Something like this:
public class EsBoltMsgSerializer extends JdkValueWriter
{
@Override
public Result write(Object value, Generator generator)
{
Map<String, Object> fieldMap = convertTupleToMap((Tuple)value);
fieldMap.put("routing_field_of_doc", getUniqueRoutingValueForCurrentThread());
return super.write(fieldMap, generator);
}
// Tuple does not allow updating value of a key, so we create a hash-map from it
HashMap convertTupleToMap(Tuple tuple)
{
Map<String, Object> fieldMap = new HashMap<String, Object>();
for (String field: tuple.getFields())
{
Object fieldValue = tuple.getValueByField(field);
fieldMap.put(field, fieldValue);
}
return fieldMap;
}
}
This strategy seems to be working for us for the time-being but I am still concerned by one extra hop that happens from receiving ES-primary-shard to the routing-value's-target-primary-shard. This extra hop happens because the routing value specified by the above method is not directed to the receiving-primary-shard. It's just a value different from all other EsBolts.
If we can call the /index-name/_search_shards API and get a mapping between shard-number and host-name, then we can avoid this extra hop by specifying an exact routing value which will match the receiving-ES-primary-shard for each bolt. I think the best place to put this logic is inside the bolt itself and provide a user-friendly-option for this such as "es.index.all.docs.on.receiving.shard"
Avoiding this extra hop should be of great help in improving the performance of EsBolt and reduce network congestion among the nodes.
I disagree. When the routing is per item, connecting directly to the target shard becomes impossible and it's best to leave ES handle this stuff.
Assume you have 1 bolt that writes to an index with 5 shards.
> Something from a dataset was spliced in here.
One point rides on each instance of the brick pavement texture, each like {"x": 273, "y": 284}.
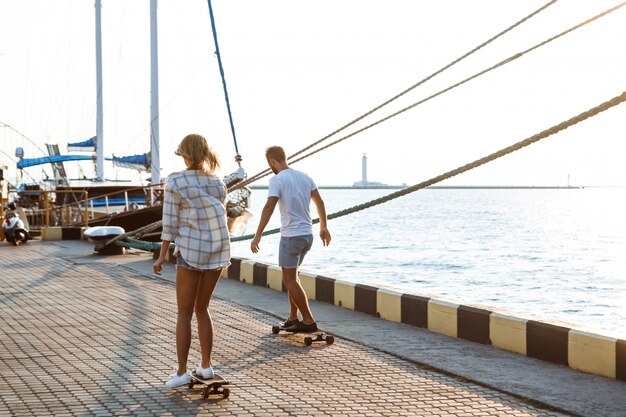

Since the routing is dynamic there is no way for the bolt to know where a document will go before seeing the actual document.
So the document comes in, the bolt extracts the field and needs to compute the hash. So it call search_shards with the routing, gets the shard, makes a dedicated connection to it (despite the fact that right now there's already a connection pinned to one of the shards) and writes the doc.
For the second document, the same criteria applies.
Now assume that the docs are not written right away but rather put in bulk. This means for every shard the bolt would keep a separate bulk queue and have a dedicated connection for that respective bulk.
So instead of "getting all documents, computing the routing and sending them in one bulk", the bolt would "for every document do a search_shard, have S bulk queues and S connections, where S is the number of shards".
Have 2 bolts? double the number of calls to the cluster. And all that because of an extra hop.
If you are trying to limit the number of connections, moving that inside the client is really not the solution.
Further more, by splitting the docs into separate bulks one ends up with slightly different semantics in terms of how the documents are written - it shouldn't really affect the end result but I suspect there might be some corner cases where this has a change in behaviour.
Further more, generalizing this behaviour to the rest of the libraries where the number of partitions writing is determined by the source (aka Spark/Hive/MR, etc...) means there can be dozens of so-called bolts, each trying to hash things themselves and opening up S connections.
These being said, if there are certain API hooks that would facilitate, in your case, the usage of ES-Hadoop let me know.